Par Mariame DECHELLE, Notaire associée
Le Conseil d’État (CE, 3e et 8e ch., 25 juin 2020, n° 416727, Sté Icade Promotion Logement : Dr. fisc. 2021, n° 30-35, comm. 325), a posé deux séries de questions préjudicielles à la Cour de Justice de l’Union Européenne (ci-après CJUE), qui réaffirme aux termes d’une ordonnance en date du 10 février 2022, les principes dégagés lors de la jurisprudence Icade Promotion.
Parmi les questions posées, il a notamment été demandé à la CJUE de préciser si le régime dérogatoire de la TVA sur marge était exclu en cas de vente de terrains à bâtir, lorsque :
- Les terrains cédés ont acquis la qualification de terrains à bâtir entre leur acquisition et leur revente, ou lorsque
- Les terrains cédés ont fait l’objet entre leur acquisition et leur revente de modifications de leurs caractéristiques physiques telles que leur division en lots ou la réalisation de travaux permettant leur desserte par divers réseaux (voirie, eau potable…)
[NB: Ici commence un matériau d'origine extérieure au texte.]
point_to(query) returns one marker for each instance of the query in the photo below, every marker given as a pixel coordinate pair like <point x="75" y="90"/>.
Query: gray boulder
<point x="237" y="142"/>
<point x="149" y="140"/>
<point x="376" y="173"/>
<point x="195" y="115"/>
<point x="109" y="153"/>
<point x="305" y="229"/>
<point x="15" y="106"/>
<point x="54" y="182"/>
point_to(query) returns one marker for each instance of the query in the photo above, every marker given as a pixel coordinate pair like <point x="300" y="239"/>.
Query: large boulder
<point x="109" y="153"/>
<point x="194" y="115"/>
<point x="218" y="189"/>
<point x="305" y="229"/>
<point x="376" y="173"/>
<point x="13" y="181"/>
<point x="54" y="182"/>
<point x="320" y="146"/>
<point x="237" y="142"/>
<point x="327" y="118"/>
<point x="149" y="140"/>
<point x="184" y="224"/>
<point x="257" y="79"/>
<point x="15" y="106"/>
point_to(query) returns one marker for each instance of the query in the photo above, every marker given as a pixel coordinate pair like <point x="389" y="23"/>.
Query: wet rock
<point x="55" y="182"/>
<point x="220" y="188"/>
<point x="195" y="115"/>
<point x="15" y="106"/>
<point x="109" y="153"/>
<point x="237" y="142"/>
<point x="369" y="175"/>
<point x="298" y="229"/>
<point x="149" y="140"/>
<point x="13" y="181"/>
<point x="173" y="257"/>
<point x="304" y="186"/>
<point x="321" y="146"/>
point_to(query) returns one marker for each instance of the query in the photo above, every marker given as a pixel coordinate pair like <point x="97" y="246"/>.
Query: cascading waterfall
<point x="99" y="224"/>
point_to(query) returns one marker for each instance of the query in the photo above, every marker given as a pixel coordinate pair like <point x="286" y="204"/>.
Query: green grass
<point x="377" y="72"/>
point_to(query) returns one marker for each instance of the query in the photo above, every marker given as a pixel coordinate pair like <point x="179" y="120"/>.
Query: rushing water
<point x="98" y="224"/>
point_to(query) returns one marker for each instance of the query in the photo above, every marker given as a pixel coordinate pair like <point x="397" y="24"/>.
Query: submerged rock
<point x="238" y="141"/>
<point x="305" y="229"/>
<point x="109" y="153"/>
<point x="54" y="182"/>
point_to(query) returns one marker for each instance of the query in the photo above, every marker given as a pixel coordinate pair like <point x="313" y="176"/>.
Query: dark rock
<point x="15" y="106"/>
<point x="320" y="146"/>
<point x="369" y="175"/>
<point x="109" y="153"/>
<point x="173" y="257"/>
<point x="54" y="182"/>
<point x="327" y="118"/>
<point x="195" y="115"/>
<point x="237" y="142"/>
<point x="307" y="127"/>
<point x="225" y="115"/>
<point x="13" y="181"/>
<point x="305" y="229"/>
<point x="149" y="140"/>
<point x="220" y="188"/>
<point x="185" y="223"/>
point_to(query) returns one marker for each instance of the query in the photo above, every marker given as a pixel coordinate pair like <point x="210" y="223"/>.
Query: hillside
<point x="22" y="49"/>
A cette question, la CJUE réaffirme les principes suivants :
- Le régime dérogatoire de la TVA sur marge n’est pas applicable lorsque les terrains acquis bâtis, sont devenus des terrains à bâtir entre l’acquisition et la revente. Ainsi, l’application de la taxation sur la marge suppose, une identité juridique entre le bien acquis et le bien revendu,
- La notion d’identité juridique ainsi dégagée, n’exclut pas l’application de la taxation sur la marge à des opérations de livraisons de terrains à bâtir, lorsque ces terrains ont fait l’objet, entre le moment de leur acquisition et celui de leur revente, de modifications telles qu’une division en lots ou la réalisation de travaux de viabilisation.
Cette lecture des dispositions de l’article 392 de la directive TVA par la CJUE laisse peu d’espoir de pouvoir appliquer la TVA sur la marge à de très nombreuses situations face auxquelles certains opérateurs sont confrontés.
En ce qui concerne la question préjudicielle relative au fait de savoir si la taxation sur la marge est réservée uniquement au revendeur dont l’acquisition initiale n’avait pas ouvert droit à déduction de TVA, il semblerait que la CJUE estime que la TVA sur marge ne s’applique pas lorsque l’acquisition par l’assujetti-revendeur (i) a été réalisée sans TVA et (ii) que le vendeur initial avait pu déduire ou n’avait pas supporté de TVA.
A contrario, la CJUE conditionne l’application de la TVA sur marge aux acquisitions :
- Avec TVA qui n’a pas pu faire l’objet d’une déduction par l’assujetti-revendeur ; et
- Sans TVA et dont le vendeur initial n’avait pas lui-même pu déduire la TVA supportée.
Cette interprétation de la CJUE s’avère plus restrictive que la doctrine fiscale actuellement en vigueur dont il conviendra de surveiller les éventuels commentaires.